Jamie Bishop, marketing director EMEA at Tait Communications, is also interested in the IoT potential of DMR. His company serves utilities with voice and workforce management solutions. “From our perspective the biggest growth area is the IoT space,” says Bishop. “We have a solution called GridLink that enables automation of the electricity grid at the medium voltage level – 11kV up to around 24kV. It allows the grid operator to have real-time sensoring but command and control over the assets in that grid as well.”

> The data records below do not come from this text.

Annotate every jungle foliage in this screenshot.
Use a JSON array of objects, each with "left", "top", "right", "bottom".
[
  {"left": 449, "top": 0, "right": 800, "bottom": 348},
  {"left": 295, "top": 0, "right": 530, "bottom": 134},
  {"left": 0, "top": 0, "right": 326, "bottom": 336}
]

He continues: “The grid was designed in the early 1900s to have large centralised generation and to press electricity out. Now you have inputs [wind, solar, nuclear, coal, tidal] all over the place. The grid once went from high voltage transmission lines into a distribution grid. Now there’s lots of input into low voltage or medium voltage parts of the grid. That changes the demand in terms of monitoring and necessitates an ability to control the grid on a real-time basis. Which is where, in some cases, DMR Tier III and other licensed radio technologies are coming in.”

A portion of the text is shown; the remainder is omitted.